The Taoiseach said he decided on the weekend vote because he wanted to make it easier for parents and students living away from home to vote.
«In holding the General Election on a Saturday for the first time, I do so knowing the inconvenience to families of a polling day on a weekday during school term — time off work, lost income, increased childcare costs,» he said.
«I also want to make it easier for students and those working away from home to cast their votes,» he added.
Mr Varadkar was heavily influenced by Finance Minister Paschal Donohoe and Tánaiste Simon Coveney, both parents with young families.
Minister of State for Higher Eduction Mary Mitchell O’Connor also made a strong case on behalf of students who previously missed out on voting when elections were held on Thursdays and Fridays.
However, a February 8 vote represents a further gamble as it takes place on the same day Ireland play Wales in the Six Nations at the Aviva and Dublin play Monaghan in Croke Park — providing ample distraction for potential voters.
Weekend votes are popular on the continent and senior Fine Gael members hope the move will feed into the image of the Taoiseach being a modern European leader.
They also hope it will increase the franchise in areas where they can win votes.
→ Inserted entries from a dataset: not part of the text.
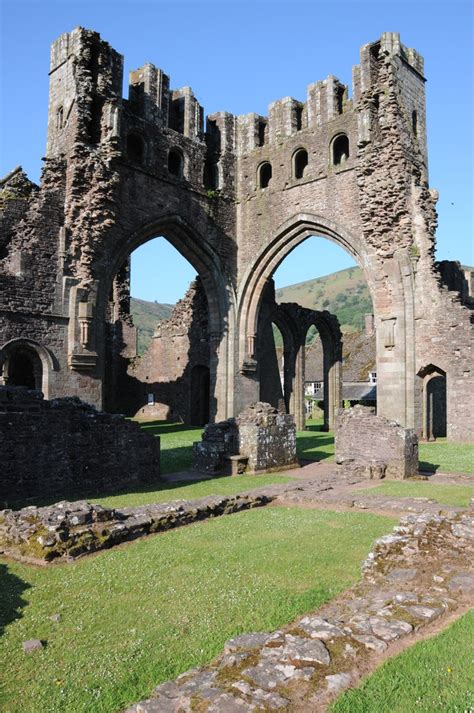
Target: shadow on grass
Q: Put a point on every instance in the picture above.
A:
(11, 601)
(160, 427)
(428, 467)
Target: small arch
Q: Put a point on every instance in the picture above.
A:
(340, 93)
(434, 402)
(299, 117)
(175, 163)
(24, 362)
(264, 174)
(211, 175)
(340, 149)
(300, 162)
(60, 118)
(25, 369)
(135, 148)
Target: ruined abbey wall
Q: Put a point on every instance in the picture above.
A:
(234, 195)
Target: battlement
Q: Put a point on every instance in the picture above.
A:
(86, 105)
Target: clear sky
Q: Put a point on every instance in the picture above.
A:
(239, 56)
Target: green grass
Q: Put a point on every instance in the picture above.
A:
(444, 455)
(457, 495)
(433, 675)
(313, 443)
(141, 614)
(171, 491)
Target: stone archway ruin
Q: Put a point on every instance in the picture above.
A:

The party makes no secret of targeting the people who get up early in the morning and drop their kids off at the crèche or school before going to work.
The Saturday election means schools will not close and parents will not have to look for childminders, and have more time to vote themselves.
Fine Gael also believes it will help older people to vote as neighbours or relatives off work will be able to drop them to the polling station.
Then there’s the young people. Fine Gael spent the last year boosting its climate credentials in the knowledge it will be a key issue in this election.
Younger voters are especially engaged on environmental issues and Fine Gael believes it appeals more to this demographic than Fianna Fáil. So the more younger voters, the better for Fine Gael.